Another government programme incorporating MFS is the Primary Education Stipends Project (PESP) Phase 3. It makes mobile money payments to the mothers of around 13.7 million registered elementary level students. Instead of selecting students from the poorest households meeting specific criteria, as is mandated, the programme (between 2015-16 and 2021) has included almost all primary students in the beneficiaries list, except a few students with poor results or low attendance.

According to recent research, PESP Phase 3 has been successful in some key respects. It has a solid database of all students. By providing stipends to most students, it has eliminated the contentious politics of beneficiary management, limiting the influence of weak state capacity on its execution. Furthermore, it has restricted the opportunities for "leakage" and corruption by replacing the role of local actors with technology. Despite its relative success, however, we cannot learn much from PESP Phase 3 about selecting targeted beneficiaries as the project took a blanket approach.

Additionally, like other MFS schemes, PESP Phase 3 has tried to reduce the role of local actors (like teachers, bureaucrats, and local elites) in the beneficiary selection process. By doing so, it has removed those who previously provided information on deserving candidates or worked as important links for conveying the complaints of beneficiaries to authorities. Rural mothers—often with little to no knowledge and no access to smart devices—face difficulty collecting cash and reporting grievances in this system. The procedures in PESP for addressing grievances and infrastructure for information flows were found to be inadequate for the beneficiaries.

Alongside relief and stipends, the social safety net (SSN) programmes involving cash distribution have also come under G2P payments since 2019. The SSN programmes, too, suffer from poor beneficiary targeting. According to the Household Income and Expenditure Survey (HIES) data from 2016, the exclusion error for SSN programmes stood at 71 percent, which means that a large segment of deserving population was outside the SSN coverage. The inclusion error was 46.5 percent, meaning nearly half of the population receiving the budget was ineligible.

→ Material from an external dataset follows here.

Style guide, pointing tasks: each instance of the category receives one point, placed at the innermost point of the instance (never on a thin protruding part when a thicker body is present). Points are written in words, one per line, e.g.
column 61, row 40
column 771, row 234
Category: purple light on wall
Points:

There is limited evidence on the impact of G2P payments in social protection programmes. Still, based on observations in other sectors such as relief and PESP, it is clearly essential to maintain an updated, robust central database of the poor and vulnerable non-poor—i.e. those above but close to the poverty line. Authorities affiliated with the database creation need to be held accountable for such a long delay. Many experts have suggested forming a centralised government organisation for preparing and maintaining a central database covering multiple programmes.

If the government had made good use of the National ID card in the targeting and listing exercises, it could have been effective, as India has done with its Aadhar card and South Africa with its biometric identification.

An important takeaway from the relief and PESP experiences is that technology will never fully compensate for governance problems that obstruct programme management. Furthermore, technological processes may also become exclusionary without the citizens' digital and financial literacy.

Digital cash transfers have resulted in public-private partnerships in some major areas for the government. The services of bKash, Nagad, SureCash, and Rocket have been used for various government programmes. Since MFS services are relatively new and will continue to expand, proper incentives for private partners need to be ensured. Equal opportunities in a competitive environment need to be ensured for all service providers seeking work.

The vision of "Digital Bangladesh" is a priority for the current government and MFS services have been largely effective and essential in this regard. However, identifying and addressing the real-life constraints of digitisation is essential for designing digital systems that work.

 

Rafsanul Hoque is a research associate and Redwanul Hoq is a research intern at the Brac Institute of Governance and Development (BIGD), Brac University.